Dëvar Torah – Parashath Shëmini (Leviticus IX, 1 -- XI, 47)

This week’s parasha contains many of the basic laws concerning kashruth. The language of the verses introducing this section is peculiar, and bears questioning. We are told:

Vay ëdabbér Ha-Shem el Moshe vë’el Aharon lémor aléhem ... Dabbëru el bënei Yisra’él.

 “And Ha-Shem spoke to Moshe and to Aharon to say to them ... Speak to the bënei Yisra’él.” (XI, 1-2).

It is not at all clear from the context who the “them” are in the first verse. The midrash (cited by Rashi ad loc.) tells us that it refers to El‘azar and Ithamar, Aharon’s sons. In the wake of the deaths of Nadav and Avihu, Aharon’s other two sons, reported earlier in the parasha (cf. X, 1-7), we thus have all of the kohanim (as of that moment) involved in learning about kashruth.
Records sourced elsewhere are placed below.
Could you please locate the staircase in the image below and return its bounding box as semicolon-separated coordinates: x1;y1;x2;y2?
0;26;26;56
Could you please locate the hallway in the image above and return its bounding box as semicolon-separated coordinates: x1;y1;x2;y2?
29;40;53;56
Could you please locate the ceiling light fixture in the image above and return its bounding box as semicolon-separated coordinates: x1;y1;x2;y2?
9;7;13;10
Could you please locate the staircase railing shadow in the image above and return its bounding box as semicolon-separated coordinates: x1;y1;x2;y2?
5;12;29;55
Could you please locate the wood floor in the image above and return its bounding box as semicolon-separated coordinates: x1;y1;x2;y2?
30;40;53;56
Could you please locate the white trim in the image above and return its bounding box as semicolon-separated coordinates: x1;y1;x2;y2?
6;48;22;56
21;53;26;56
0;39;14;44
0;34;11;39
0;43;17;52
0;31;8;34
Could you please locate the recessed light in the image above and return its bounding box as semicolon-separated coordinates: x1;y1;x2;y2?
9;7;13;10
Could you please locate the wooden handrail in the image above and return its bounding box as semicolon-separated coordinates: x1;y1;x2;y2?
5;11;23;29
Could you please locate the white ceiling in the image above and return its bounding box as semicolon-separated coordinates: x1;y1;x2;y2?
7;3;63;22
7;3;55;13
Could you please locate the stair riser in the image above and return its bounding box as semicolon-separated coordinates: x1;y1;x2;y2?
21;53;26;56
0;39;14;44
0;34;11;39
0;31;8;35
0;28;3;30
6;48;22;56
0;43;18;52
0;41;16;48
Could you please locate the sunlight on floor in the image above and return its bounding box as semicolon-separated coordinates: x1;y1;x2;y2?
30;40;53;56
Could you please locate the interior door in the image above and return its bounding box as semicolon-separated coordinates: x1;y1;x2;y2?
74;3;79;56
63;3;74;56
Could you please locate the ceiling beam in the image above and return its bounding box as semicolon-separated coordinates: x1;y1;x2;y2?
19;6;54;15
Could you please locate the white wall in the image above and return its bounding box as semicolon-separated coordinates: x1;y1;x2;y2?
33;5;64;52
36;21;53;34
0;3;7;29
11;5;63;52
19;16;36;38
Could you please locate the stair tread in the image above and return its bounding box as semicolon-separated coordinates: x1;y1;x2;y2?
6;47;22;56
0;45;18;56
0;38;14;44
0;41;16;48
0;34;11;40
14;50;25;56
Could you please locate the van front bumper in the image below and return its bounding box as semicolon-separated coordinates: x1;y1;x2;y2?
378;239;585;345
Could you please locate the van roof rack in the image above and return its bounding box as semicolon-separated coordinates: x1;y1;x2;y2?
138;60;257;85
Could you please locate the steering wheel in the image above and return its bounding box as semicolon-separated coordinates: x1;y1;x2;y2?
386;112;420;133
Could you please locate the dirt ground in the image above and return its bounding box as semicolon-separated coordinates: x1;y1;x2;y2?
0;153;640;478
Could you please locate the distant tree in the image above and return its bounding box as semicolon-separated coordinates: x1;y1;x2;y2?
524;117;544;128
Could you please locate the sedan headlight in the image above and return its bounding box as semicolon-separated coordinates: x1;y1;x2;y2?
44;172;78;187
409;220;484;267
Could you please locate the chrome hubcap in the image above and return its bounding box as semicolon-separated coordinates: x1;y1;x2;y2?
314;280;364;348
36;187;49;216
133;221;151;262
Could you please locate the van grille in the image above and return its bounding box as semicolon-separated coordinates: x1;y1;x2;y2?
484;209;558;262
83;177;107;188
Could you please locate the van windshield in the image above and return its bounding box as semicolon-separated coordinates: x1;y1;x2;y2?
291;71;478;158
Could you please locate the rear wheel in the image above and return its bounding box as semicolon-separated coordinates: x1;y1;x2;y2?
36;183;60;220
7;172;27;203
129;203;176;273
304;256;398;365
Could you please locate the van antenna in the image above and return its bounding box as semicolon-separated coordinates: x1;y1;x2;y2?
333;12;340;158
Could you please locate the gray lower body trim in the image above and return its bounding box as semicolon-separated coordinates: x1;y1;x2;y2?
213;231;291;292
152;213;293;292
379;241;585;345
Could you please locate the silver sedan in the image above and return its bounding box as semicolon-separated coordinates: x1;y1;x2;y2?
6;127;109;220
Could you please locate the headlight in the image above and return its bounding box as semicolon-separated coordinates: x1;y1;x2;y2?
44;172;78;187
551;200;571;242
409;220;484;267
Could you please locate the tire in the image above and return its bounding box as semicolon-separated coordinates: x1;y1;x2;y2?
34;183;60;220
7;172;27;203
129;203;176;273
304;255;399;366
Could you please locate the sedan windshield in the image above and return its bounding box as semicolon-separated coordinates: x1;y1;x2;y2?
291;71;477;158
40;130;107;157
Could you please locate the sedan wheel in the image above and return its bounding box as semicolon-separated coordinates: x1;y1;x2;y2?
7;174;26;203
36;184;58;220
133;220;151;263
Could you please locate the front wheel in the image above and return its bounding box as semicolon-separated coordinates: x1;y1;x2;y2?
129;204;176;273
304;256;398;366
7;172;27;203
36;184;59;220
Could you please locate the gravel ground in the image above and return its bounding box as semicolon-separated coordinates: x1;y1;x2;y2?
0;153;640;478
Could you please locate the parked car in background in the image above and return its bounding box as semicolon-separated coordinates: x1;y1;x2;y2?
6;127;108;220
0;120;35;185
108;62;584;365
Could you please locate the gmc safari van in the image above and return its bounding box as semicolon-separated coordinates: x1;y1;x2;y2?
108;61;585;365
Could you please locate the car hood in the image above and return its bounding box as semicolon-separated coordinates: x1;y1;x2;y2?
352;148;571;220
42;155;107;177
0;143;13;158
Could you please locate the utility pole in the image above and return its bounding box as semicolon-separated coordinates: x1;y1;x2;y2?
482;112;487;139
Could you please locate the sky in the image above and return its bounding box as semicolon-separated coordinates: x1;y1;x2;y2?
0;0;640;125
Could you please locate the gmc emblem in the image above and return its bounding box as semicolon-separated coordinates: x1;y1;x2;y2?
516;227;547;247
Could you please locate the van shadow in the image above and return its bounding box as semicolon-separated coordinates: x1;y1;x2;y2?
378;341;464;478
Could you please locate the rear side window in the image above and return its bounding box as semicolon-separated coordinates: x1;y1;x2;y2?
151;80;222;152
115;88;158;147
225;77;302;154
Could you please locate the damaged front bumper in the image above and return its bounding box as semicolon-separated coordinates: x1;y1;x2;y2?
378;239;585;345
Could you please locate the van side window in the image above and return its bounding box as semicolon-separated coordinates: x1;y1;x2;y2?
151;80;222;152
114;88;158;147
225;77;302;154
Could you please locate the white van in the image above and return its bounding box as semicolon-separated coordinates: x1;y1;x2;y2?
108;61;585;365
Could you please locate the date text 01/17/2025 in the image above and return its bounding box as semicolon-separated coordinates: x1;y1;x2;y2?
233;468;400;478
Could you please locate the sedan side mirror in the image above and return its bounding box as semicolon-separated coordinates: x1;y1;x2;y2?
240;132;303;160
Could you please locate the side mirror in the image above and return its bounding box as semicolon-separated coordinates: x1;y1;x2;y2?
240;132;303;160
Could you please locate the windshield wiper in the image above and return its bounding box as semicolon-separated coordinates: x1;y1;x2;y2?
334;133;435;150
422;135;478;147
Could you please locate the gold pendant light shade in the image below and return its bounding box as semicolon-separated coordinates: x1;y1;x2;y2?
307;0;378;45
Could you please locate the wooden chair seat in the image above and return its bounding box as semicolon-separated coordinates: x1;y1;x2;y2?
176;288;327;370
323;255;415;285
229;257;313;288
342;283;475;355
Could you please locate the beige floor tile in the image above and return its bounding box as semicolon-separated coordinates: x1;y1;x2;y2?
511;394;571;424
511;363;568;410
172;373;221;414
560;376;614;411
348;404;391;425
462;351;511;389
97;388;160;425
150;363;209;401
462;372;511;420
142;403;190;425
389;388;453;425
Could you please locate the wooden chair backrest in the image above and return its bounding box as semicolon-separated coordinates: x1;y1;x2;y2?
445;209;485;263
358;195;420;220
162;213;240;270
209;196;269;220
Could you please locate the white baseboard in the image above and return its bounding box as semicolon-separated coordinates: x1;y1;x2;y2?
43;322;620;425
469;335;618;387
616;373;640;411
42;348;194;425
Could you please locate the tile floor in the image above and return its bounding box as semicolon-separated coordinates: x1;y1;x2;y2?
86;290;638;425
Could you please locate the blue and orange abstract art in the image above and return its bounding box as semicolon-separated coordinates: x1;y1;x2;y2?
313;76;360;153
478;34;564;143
 But the most startling thing, unique within the Torah, is the plural imperative dabbëru in verse 2. Everywhere else in the Torah we find Moshe enjoined in the singular to impart Torah to Israel, dabbér el bënei Yisra’él. This is the only place in the written Torah in which anybody is associated with Moshe in instructing Israel and (as Rashi again notes, based on the midrash) here we have four people, Moshe and all three kohanim, associated in the command.

Why is this, and why does kashruth merit this special treatment?
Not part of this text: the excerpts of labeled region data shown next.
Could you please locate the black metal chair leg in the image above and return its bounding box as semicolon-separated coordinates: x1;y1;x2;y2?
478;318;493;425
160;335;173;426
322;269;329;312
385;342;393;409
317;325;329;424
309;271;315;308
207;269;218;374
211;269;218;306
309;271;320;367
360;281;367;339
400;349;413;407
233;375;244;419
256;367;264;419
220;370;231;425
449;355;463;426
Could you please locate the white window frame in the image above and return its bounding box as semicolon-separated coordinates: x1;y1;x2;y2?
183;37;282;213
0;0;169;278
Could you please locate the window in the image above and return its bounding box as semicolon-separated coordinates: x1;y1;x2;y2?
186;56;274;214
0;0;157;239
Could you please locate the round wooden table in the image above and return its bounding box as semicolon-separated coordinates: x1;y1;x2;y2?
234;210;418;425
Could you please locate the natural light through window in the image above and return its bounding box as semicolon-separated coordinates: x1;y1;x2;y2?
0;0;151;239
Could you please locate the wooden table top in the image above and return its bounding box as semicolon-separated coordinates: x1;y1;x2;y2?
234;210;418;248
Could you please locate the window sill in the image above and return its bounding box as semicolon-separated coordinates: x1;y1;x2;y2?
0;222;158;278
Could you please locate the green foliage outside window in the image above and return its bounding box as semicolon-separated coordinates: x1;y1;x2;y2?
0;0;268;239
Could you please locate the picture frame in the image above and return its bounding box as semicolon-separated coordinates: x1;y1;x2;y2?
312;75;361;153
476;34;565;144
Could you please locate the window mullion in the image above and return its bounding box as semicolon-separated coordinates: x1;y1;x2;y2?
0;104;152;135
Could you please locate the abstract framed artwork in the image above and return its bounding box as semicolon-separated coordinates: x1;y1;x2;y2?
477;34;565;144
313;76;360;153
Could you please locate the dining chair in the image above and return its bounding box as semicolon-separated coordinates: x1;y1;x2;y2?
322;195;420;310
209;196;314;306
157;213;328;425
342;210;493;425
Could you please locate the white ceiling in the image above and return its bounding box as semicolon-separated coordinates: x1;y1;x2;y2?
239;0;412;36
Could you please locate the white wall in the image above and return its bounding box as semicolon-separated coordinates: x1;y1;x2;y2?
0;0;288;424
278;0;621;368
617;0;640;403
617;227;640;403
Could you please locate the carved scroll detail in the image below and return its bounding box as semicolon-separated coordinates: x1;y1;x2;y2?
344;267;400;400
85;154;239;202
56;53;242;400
It has been noted many times that the single characteristic most vital to the learning and propagation of Torah is that of ‘anava (“humility”). The Ésh Dath, the previous Ozherover rebbe, brings this home most tellingly in his answer to a famous question asked by many commentators on the Haggada shel Pesach. In the song Dayyénu we find a catalogue of all the wonders which Ha-Shem performed for Israel from the Exodus to the inauguration of the Temple, and declare at each stage that if He had only done that thing and stopped performing at that point, then dayyénu (“it would have sufficed for us”).

We follow the logic without difficulty until we read: Illu qérvanu lifnei Har Sinai vëlo’ nathan lanu eth haTorah (“Had He brought us close to Mt. Sinai and not given us the Torah”), dayyénu!

Dayyénu? The entire purpose of the Exodus from Egypt was to create the ‘am Ha-Shem. The Talmud tells us (‘Avoda Zara 3a) that the Creator made a condition with the world: “If Israel accept the Torah, it becomes good, if not, I will return you to chaos!” To be dragged before a barren mountain and abandoned in the midst of a howling wilderness without fulfilling the purpose of Creation hardly seems a reason to declare dayyénu!